最近お店で見つけた、ちゅーるの中でもカロリーの高い「ハイエナジーちゅーる」をよく食べさせている。これは一本で14キロカロリーも摂れるすぐれものだ。味も猫さんの好みらしい。しかし、この時はなぜか半分くらい食べたところで怒り出した。食欲が無いのに無理に勧めたからかもしれない。
以前はCMの曲を歌っただけで喜んでいたちゅーるでさえ、食べない事がある。
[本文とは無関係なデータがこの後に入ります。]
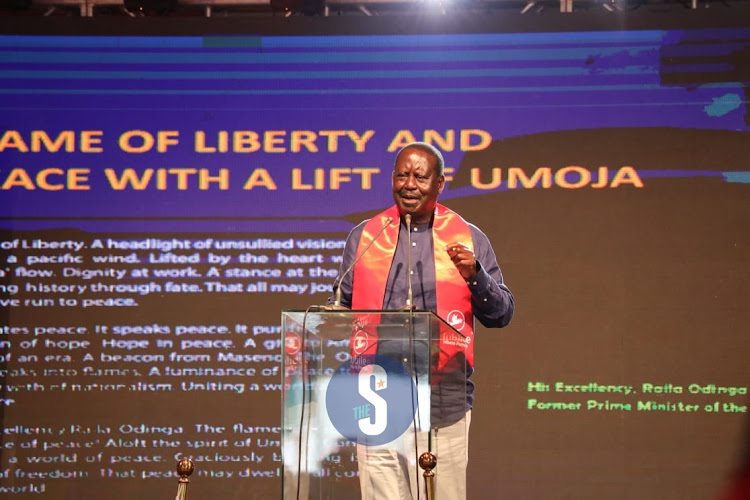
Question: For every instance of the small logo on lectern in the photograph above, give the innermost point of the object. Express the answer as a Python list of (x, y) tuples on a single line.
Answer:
[(456, 319)]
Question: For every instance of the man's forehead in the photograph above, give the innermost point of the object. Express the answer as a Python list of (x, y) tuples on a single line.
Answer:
[(423, 161)]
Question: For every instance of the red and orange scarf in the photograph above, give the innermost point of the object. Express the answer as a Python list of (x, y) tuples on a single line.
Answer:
[(453, 295)]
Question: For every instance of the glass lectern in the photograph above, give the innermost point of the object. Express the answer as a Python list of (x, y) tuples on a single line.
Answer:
[(361, 381)]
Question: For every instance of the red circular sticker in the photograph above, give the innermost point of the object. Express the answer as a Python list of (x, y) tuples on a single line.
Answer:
[(456, 319), (360, 342), (292, 344)]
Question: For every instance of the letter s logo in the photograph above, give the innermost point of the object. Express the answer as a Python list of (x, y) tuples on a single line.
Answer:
[(381, 406)]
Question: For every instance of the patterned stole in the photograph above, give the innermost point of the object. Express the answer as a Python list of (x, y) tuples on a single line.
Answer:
[(453, 295)]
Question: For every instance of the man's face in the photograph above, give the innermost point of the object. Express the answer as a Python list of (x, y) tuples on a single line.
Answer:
[(416, 184)]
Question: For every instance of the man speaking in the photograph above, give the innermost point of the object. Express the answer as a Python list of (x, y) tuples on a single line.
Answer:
[(450, 269)]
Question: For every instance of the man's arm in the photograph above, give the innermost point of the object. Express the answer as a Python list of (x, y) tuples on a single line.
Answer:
[(350, 253), (491, 301)]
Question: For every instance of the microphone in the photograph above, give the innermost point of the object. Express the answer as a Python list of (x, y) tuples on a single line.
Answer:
[(409, 293), (337, 302)]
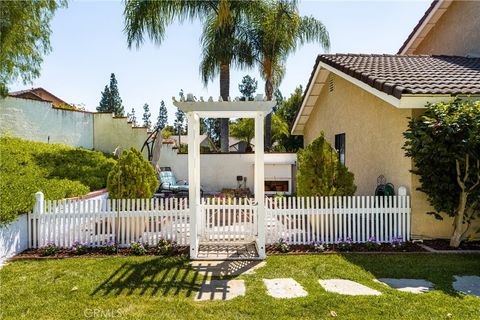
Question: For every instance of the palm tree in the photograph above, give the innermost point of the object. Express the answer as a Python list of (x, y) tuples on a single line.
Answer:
[(277, 30), (220, 38)]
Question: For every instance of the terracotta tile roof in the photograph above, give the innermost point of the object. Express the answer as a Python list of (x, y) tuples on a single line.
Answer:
[(398, 74)]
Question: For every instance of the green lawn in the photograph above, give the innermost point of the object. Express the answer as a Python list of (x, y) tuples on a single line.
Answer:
[(156, 288)]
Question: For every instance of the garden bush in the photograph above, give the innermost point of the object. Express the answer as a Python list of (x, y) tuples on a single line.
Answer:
[(320, 172), (132, 177), (58, 171)]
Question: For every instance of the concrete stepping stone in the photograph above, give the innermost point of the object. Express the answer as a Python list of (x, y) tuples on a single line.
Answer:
[(468, 285), (347, 287), (284, 288), (408, 285), (221, 290)]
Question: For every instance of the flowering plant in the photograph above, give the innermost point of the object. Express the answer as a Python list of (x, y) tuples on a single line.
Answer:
[(79, 247), (138, 248), (372, 243), (165, 247), (397, 243), (344, 244), (110, 247), (49, 249), (282, 245), (319, 246)]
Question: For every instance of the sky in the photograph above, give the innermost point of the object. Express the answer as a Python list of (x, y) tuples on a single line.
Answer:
[(89, 44)]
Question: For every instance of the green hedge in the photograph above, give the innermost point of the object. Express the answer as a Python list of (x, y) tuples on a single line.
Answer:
[(58, 171)]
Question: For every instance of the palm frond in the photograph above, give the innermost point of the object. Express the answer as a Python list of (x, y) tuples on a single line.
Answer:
[(150, 18)]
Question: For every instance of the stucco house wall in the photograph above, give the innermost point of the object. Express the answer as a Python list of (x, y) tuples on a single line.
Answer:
[(37, 121), (373, 131), (219, 171), (110, 132), (457, 32)]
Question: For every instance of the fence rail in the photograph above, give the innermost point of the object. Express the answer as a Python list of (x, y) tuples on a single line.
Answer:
[(295, 219), (329, 219), (97, 222), (227, 220)]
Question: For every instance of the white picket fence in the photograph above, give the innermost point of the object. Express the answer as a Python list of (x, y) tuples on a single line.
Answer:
[(98, 222), (297, 220), (228, 220), (330, 219)]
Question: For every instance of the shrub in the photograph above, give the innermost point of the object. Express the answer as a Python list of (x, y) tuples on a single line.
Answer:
[(320, 172), (132, 177), (165, 247), (344, 244), (110, 248), (444, 144), (398, 243), (58, 171), (79, 247), (282, 246), (372, 244), (50, 249), (319, 246), (138, 248)]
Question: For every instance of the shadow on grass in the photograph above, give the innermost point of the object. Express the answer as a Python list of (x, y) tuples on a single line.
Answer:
[(174, 276), (436, 268), (160, 276)]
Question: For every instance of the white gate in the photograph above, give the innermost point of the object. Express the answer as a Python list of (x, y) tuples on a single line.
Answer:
[(228, 220)]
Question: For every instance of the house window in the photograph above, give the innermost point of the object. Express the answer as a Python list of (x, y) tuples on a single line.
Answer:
[(340, 147)]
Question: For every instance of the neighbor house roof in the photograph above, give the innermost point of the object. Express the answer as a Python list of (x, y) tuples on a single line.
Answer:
[(426, 23), (403, 81), (41, 94)]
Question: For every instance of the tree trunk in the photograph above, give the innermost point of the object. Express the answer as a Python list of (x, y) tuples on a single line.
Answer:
[(224, 92), (268, 118), (458, 221)]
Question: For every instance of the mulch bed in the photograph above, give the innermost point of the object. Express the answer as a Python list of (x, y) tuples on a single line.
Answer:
[(306, 249), (444, 244), (92, 252)]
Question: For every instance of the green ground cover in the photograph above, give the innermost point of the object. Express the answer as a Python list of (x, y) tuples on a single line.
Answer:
[(164, 288)]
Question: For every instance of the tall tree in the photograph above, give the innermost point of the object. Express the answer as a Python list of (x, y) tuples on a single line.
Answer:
[(444, 144), (220, 38), (162, 116), (24, 39), (248, 87), (277, 30), (287, 111), (132, 117), (111, 101), (146, 116)]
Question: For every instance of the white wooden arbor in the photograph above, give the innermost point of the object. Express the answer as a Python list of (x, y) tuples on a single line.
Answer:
[(195, 110)]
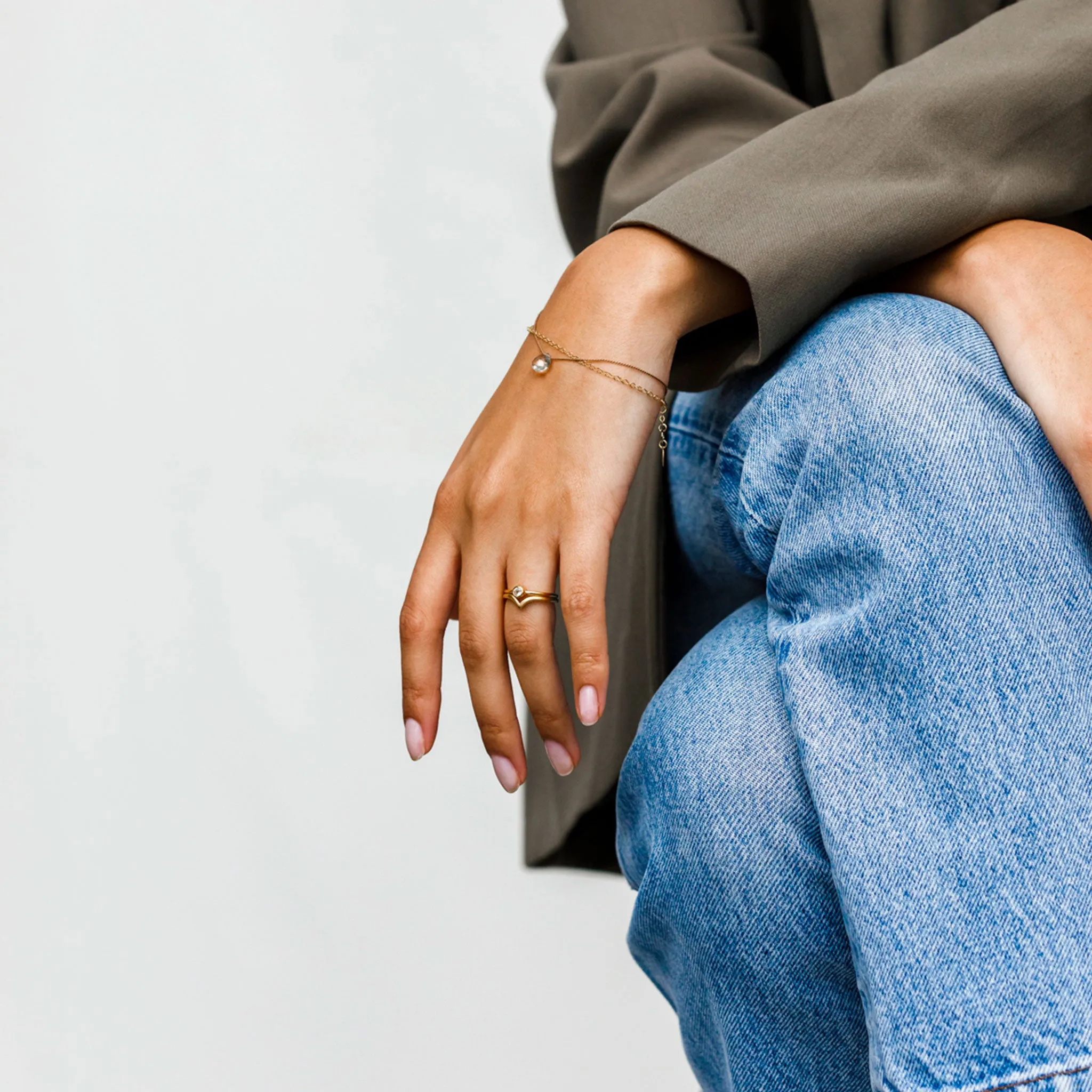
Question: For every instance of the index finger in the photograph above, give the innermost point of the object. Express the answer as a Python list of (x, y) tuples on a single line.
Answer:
[(428, 604)]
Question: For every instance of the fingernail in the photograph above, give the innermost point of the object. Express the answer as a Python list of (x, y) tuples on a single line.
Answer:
[(588, 704), (506, 774), (415, 740), (558, 758)]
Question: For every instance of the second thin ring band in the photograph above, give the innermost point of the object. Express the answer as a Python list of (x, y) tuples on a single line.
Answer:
[(520, 596)]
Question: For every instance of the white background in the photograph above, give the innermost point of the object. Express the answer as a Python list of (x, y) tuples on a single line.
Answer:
[(260, 264)]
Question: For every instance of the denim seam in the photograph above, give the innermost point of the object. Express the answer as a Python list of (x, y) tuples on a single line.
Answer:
[(1035, 1080), (1022, 1081), (685, 430)]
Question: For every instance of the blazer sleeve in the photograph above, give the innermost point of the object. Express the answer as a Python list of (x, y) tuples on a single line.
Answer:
[(994, 124), (648, 93)]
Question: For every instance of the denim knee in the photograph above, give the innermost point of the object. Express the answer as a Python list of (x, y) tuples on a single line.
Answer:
[(901, 388), (714, 817)]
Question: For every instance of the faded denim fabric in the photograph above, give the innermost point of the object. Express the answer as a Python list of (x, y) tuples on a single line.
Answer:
[(858, 814)]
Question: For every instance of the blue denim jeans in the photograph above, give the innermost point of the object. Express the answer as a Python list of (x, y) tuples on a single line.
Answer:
[(858, 814)]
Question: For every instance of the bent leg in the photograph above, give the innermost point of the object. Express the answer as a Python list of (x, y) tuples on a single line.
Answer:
[(929, 581), (736, 918)]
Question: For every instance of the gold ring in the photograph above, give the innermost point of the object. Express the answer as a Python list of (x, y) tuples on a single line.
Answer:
[(521, 597)]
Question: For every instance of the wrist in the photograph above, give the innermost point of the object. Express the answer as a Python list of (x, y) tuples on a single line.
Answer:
[(633, 293)]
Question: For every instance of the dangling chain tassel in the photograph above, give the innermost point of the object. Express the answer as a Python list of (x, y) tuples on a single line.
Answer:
[(542, 364)]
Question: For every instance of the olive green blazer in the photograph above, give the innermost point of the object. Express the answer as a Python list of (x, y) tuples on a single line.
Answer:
[(808, 147)]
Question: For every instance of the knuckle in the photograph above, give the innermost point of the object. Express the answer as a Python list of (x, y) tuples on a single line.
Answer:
[(447, 498), (413, 623), (414, 694), (526, 644), (588, 661), (551, 721), (485, 496), (474, 647), (581, 603), (494, 735)]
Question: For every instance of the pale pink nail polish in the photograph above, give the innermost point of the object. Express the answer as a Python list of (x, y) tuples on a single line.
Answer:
[(415, 740), (506, 774), (588, 704), (558, 757)]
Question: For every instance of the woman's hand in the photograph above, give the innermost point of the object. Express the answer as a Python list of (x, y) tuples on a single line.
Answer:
[(534, 495), (1029, 285)]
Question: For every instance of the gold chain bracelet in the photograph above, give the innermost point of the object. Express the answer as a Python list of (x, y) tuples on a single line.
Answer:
[(542, 364)]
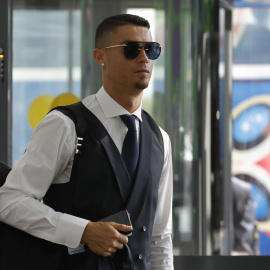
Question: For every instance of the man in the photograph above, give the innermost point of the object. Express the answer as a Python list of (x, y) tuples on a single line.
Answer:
[(125, 53)]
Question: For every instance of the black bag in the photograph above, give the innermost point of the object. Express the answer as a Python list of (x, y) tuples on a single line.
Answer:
[(22, 251)]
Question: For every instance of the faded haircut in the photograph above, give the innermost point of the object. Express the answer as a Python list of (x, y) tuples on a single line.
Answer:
[(109, 25)]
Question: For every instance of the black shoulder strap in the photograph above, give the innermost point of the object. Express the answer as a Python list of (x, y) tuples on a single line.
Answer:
[(75, 113)]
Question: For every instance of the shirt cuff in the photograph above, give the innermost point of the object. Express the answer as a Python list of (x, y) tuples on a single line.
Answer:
[(69, 230)]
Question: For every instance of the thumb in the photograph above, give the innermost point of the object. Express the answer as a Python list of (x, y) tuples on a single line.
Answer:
[(121, 227)]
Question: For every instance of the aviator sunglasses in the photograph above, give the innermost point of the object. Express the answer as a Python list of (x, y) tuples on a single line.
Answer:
[(131, 49)]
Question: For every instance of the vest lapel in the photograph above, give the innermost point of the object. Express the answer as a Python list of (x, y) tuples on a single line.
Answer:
[(119, 168), (143, 179)]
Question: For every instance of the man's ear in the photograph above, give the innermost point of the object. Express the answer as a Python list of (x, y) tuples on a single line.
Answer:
[(99, 57)]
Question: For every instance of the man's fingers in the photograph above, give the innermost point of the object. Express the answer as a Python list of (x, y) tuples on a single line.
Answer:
[(121, 227)]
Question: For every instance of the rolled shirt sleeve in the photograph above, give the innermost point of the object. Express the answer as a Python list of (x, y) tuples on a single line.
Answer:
[(48, 160), (161, 246)]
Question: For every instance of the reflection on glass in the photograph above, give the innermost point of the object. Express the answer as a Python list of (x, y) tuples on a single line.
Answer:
[(251, 115), (46, 63)]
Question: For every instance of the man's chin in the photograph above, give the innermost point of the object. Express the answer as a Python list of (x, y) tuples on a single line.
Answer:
[(141, 85)]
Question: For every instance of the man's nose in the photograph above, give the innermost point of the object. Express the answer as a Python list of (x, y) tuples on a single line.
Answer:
[(142, 55)]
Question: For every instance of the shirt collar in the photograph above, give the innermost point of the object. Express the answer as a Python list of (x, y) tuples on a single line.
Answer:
[(111, 108)]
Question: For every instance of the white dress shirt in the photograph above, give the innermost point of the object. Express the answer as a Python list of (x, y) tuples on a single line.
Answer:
[(48, 160)]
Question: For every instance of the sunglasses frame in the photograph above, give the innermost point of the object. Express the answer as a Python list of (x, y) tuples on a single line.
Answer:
[(139, 48)]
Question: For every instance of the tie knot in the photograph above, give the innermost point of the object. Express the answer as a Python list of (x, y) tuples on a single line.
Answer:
[(129, 121)]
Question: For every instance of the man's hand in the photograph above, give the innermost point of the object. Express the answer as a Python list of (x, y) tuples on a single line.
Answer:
[(104, 238)]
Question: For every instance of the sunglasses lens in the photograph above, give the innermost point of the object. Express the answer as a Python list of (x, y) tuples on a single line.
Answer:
[(131, 50), (152, 50)]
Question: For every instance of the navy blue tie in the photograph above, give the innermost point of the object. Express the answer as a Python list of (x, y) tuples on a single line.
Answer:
[(130, 150)]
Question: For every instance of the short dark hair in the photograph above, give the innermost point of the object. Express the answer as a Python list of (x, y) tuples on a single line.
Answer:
[(105, 29)]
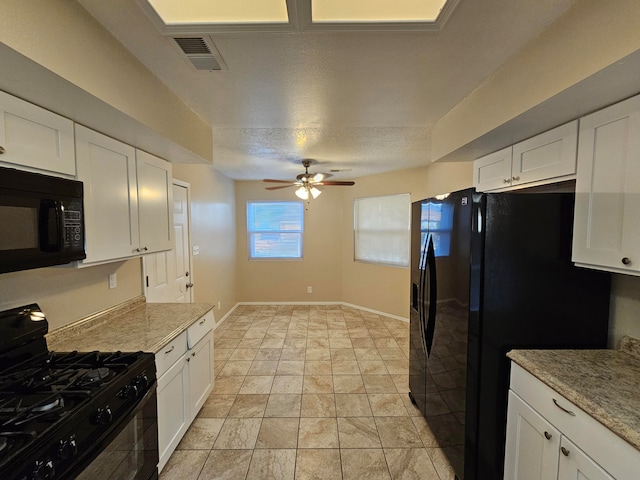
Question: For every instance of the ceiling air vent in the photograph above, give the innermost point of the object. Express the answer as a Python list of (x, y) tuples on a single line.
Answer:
[(201, 53)]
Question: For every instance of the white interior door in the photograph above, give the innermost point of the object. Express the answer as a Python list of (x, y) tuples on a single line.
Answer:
[(168, 274)]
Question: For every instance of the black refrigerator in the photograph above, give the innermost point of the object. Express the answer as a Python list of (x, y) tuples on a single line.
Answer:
[(490, 273)]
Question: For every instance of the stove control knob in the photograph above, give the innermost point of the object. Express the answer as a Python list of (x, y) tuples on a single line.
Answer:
[(67, 448), (104, 415), (128, 392), (44, 470), (141, 382)]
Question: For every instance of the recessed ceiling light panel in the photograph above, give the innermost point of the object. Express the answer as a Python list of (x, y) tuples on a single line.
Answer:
[(220, 11), (375, 10)]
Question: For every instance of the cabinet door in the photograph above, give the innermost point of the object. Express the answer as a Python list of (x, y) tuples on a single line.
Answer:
[(546, 156), (532, 444), (155, 203), (108, 169), (576, 465), (607, 224), (493, 171), (200, 359), (173, 409), (35, 137)]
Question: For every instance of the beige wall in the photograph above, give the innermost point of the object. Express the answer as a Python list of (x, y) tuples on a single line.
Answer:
[(589, 37), (68, 294), (383, 288), (213, 230), (625, 308), (328, 265), (287, 281), (63, 38)]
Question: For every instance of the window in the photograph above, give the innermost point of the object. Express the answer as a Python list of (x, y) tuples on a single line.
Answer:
[(275, 229), (437, 218), (382, 226)]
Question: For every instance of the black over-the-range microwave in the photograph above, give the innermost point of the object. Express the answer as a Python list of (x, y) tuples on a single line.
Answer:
[(41, 220)]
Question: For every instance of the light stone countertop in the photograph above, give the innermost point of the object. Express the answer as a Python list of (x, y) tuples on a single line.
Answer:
[(603, 383), (130, 327)]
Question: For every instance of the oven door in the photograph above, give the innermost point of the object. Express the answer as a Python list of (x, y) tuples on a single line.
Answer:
[(130, 452)]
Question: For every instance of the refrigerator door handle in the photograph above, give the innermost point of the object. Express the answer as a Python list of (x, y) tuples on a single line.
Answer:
[(433, 296), (421, 294)]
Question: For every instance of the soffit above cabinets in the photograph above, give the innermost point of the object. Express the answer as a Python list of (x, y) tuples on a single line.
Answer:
[(231, 16)]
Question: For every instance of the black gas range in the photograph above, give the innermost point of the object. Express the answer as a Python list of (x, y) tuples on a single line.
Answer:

そういう時、強引に食べさせる方法が二つあった。
一つは私の指にちゅーるを載せて口元に持って行く方法だ。指に付いたちゅーるなら食べてくれるのだ。くすぐったいが、これで食べてくれると、猫さんと親密になれた気がして嬉しいし、安心する。
心の中で「たんぱく質になるから指ごと食べてもいいよ」と半分冗談で呟いている。それで命が持つなら安いもの……なんて考えている私はどうかしている。この方法だと運が良ければ結構食べてくれる。
もう一つは、猫さんの口元や歯茎に無理にちゅーるを塗ってしまう方法だ。前者でも食べない時に試してみる。これで食べるのは一口か二口だが、食べないよりはましだ。
しかし、どちらの方法でも食べなかった。きっと体調が悪いのだ、これ以上無理はできない。